I have recently switched foods from Royal Canin (Medi-cal).
I'm looking to give these puppies the best possible food, however their stools have been different than the last litter's stools. I'm thinking the food has something to do with this. If it does, what is the next step? I'm not asking because I'm irresponsible or any such reasons. I just want to get as much information as I can. Because although I may be responsible and reputable, I still know I don't know everything!!
So, if you have any information on this food, based on whether it's good for puppies (really) or not, please post. I realise people have different views on breeding, so let's keep on topic of dog food please.
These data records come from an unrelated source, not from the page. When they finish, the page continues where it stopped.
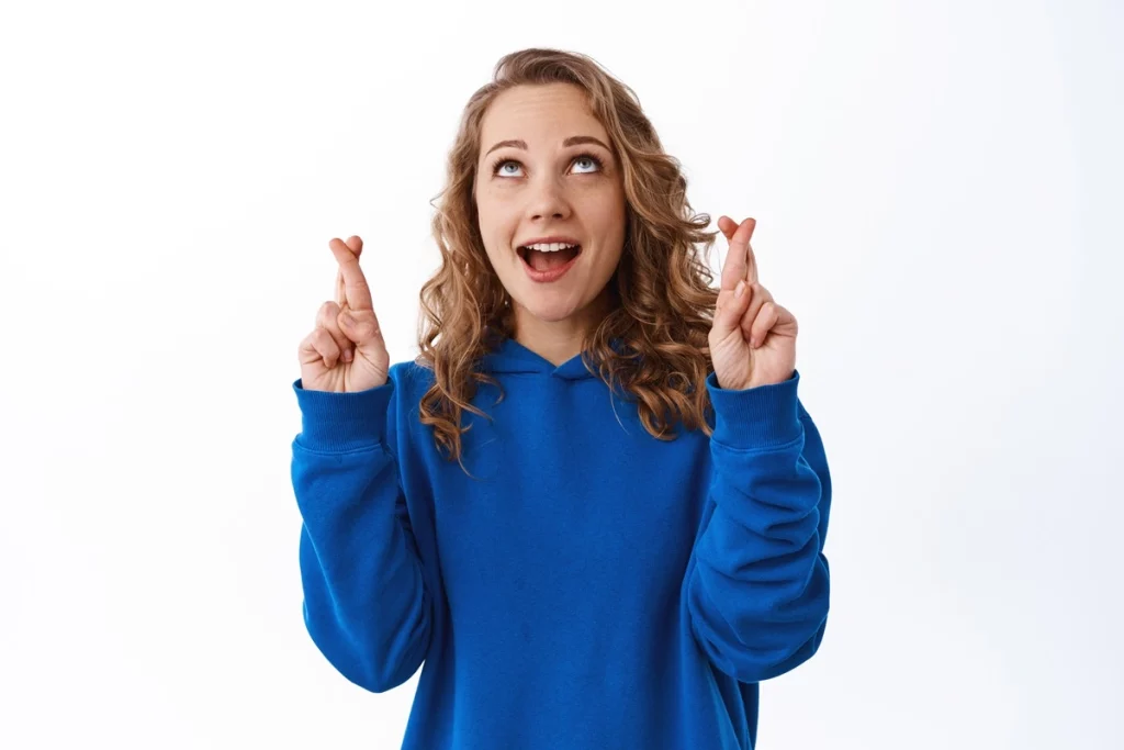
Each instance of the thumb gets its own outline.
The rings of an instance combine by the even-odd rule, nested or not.
[[[749,286],[745,280],[738,280],[733,289],[718,292],[718,301],[714,313],[711,333],[724,338],[727,334],[742,327],[742,316],[750,307]]]

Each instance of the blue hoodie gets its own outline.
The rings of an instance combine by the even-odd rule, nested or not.
[[[706,381],[713,437],[661,441],[574,356],[486,355],[463,463],[418,419],[433,373],[292,387],[311,640],[380,693],[425,662],[404,748],[747,749],[758,684],[812,657],[831,481],[782,383]]]

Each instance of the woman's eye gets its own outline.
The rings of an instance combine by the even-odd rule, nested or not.
[[[597,160],[593,159],[592,156],[579,156],[578,159],[573,160],[573,163],[574,163],[574,165],[588,164],[589,168],[592,169],[592,170],[596,170],[599,166],[599,164],[597,163]],[[584,168],[582,168],[582,169],[584,169]]]

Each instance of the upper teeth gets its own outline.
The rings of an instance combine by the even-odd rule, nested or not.
[[[556,253],[563,247],[569,250],[571,247],[577,247],[578,245],[571,245],[565,242],[549,242],[549,243],[538,243],[535,245],[524,245],[524,246],[527,250],[537,250],[541,253]]]

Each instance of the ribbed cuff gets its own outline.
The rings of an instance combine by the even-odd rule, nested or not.
[[[711,372],[706,386],[714,405],[713,440],[743,450],[769,449],[790,443],[800,435],[796,391],[800,373],[783,382],[745,390],[726,390]]]
[[[350,394],[306,390],[292,383],[300,405],[300,443],[314,451],[342,452],[377,445],[386,437],[387,412],[395,385]]]

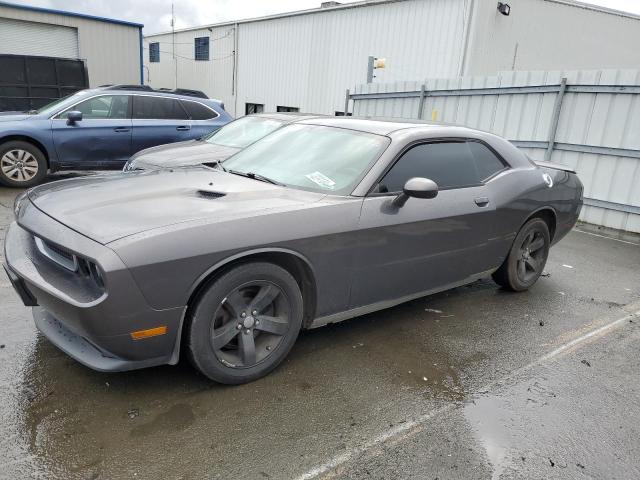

*Merrick Puppy Plate Ingredients:*
_Chicken, Turkey Meal, Chicken Meal, Ground Rice, Oat Meal, Pearled Barley, Chicken Fat, Ground Whole Barley, Duck, Natural Flavor, Rice Bran, Yeast Culture, Dried Egg Product, Hydrolized Yeast, Salmon Oil, Calcium Carbonate, Dried Potato, Dried Carrot, Salt, Potassium Chloride, Dried Apple, Dried Peas, Dicalcium Phosphate, Alfalfa Nutrient Concentrate, Choline Chloride, Dried Blueberry, Dried Cranberry, Yucca Schnidigera Extract, Inulin, Egg Shell Meal, Ground Fennel, Dried Parsley, Dried Marigold, Rosemary Extract, Zinc Amino Acid Complex, Entrococcus Faecium, Lactobacillus Plantarum, Lactobacillus Casei, Iron Amino Acid Complex, Vitamin E Supplement, Manganese Amino Acid Complex, Vitamin A Supplement, Vitamin B12 Supplement, Copper Amino Acid Complex, d-Calcium Pantothenate, Riboflavin Supplement, Biotin, Ethylenediamine Bihydriodide, Pyridoxine Hydrochloride, Cobalt Proteinate, Folic Acid, Thiamine Mononitrate, Sodium Selenite, Cobalt Carbonate._

Help Greatly Appreciated.
:smile:


----------



## CorgiPaws (Mar 31, 2009)

As far as grain-inclusive puppy foods go, Merrick is a pretty good choice. 
That being said, depending on the breed, you skip puppy food altogether, so it may not be the best.


----------



## retrojukebox (Nov 11, 2010)

CorgiPaws said:


> As far as grain-inclusive puppy foods go, Merrick is a pretty good choice.
> That being said, depending on the breed, you skip puppy food altogether, so it may not be the best.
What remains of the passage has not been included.